# Spring Striped Bass Derby



## cfishigotu (Aug 27, 2003)

Press Release

The Hudson River Fishermen’s Association in cooperation with the Striped Bass Restaurant and Boating on the Hudson magazine are pleased to announce their Second Annual Striped Bass Derby in Tarrytown N.Y.

This two day event will feature a fishing contest that will center on Catch and Release of striped bass in the Hudson River. The dates are April 17th and 18th, 2004. Prizes will be awarded in the following categories: Largest striped bass of the two day event $1,000.00
Second largest striped bass of the two day event $500.00
Third largest striped bass of the two day event $100.00
Largest two day combined weight of released striped bass $250.00
Largest striped bass released alive…a custom made “Golden Fishing Rod & Reel.”

There will be a Captains Meeting Friday, April 16th at the Striped Bass Restaurant at 8:00 pm. A fishing seminar and welcome party at the Striped Bass Restaurant on Saturday, April 17th from 6:00 pm to 7:00 pm. An Awards Presentation Ceremony will be held on Sunday, April 18th from 6:00 pm to 8:00 pm at the Striped Bass Restaurant.
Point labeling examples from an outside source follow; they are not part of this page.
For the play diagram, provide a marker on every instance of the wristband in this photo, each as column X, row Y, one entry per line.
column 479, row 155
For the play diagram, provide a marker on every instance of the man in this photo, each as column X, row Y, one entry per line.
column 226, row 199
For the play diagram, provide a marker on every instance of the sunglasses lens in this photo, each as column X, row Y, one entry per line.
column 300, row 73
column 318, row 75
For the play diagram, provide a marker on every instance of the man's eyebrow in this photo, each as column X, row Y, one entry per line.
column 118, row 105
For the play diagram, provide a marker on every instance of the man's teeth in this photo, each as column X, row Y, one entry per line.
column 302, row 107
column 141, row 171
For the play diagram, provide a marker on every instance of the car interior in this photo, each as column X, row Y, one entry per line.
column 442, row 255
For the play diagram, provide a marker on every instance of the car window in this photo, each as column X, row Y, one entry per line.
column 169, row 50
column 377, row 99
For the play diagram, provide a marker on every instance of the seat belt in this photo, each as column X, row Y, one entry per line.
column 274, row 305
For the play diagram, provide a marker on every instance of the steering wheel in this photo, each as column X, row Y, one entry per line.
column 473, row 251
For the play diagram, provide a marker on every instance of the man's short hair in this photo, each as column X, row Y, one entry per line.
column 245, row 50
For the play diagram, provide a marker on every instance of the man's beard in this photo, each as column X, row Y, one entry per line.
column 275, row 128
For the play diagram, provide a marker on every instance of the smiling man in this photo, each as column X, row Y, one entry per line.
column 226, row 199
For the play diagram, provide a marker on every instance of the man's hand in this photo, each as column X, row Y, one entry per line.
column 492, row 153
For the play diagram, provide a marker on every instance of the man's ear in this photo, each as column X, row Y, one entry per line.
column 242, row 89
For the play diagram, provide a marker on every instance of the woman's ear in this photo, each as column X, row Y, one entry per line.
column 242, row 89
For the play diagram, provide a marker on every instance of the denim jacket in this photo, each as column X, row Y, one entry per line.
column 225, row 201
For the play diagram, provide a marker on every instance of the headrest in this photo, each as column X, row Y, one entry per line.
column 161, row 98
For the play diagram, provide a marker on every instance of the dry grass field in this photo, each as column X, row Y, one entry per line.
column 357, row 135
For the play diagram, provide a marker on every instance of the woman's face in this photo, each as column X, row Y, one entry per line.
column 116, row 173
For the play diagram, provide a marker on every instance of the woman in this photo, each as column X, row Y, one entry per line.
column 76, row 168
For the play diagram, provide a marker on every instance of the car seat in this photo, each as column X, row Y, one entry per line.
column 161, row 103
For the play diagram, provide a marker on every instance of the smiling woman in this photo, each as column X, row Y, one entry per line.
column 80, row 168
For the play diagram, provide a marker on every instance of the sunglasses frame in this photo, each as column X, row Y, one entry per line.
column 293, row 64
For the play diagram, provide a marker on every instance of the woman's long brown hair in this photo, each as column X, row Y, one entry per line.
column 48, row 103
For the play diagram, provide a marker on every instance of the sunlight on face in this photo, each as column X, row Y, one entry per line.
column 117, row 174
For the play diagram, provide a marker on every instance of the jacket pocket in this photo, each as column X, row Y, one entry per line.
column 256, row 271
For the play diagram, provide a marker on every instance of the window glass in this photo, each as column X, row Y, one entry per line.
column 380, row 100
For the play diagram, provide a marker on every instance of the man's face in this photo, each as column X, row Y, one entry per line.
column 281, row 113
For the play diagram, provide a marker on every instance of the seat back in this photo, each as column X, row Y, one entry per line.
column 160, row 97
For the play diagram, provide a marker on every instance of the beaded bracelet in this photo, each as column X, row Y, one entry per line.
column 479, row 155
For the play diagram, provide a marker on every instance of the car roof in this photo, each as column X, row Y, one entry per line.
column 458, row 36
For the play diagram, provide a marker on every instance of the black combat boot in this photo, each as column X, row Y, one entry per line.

Entry fees are $25 per angler if signed up before April 1, 2004. After April 1, 2004 there will be a late entry fee of $30 per angler.
Applications for this Fishing Derby can be obtained through several sources: Hudson River Fishermen’s Association, PO Box 421. Cresskill, N.J. 07626 or Striped Bass restaurant, 236 west Main Street. Tarrytown, N.Y. 10591 or Boating on the Hudson Magazine. Box 627 Verplank, N.Y. 10596

Online information and applications can be found at www.hrfa.net In person information and applications can be obtained at any of the regular meetings of the HRFA on the second Tuesday of the each month. That's at 745 PM at the Ridgefield Park Elk's Lodge in Ridgefield Park, N.J. Located at the corner of Spruce and Cedars Streets. Everyone is welcome to attend.


----------



## Sandcrab (Mar 20, 2002)

*Boat and shore anglers?*

Are the rules different for shore and boat anglers?


----------



## cfishigotu (Aug 27, 2003)

Sand Crab,
The rules are the same for both. However, logistically it will be more difficult to bring in a live bass via shoreline fishing. 

Both fish will score but, an extra bonus pound is given to the live fish that is set free ALIVE. And, live fish quailify for more prizes. But, only one fish a day per angler will be counted.

As you can see, we are trying to promote Catch and Release as much as we can. Thanks for asking. All the rules and application can be found at www.hrfanj.org


----------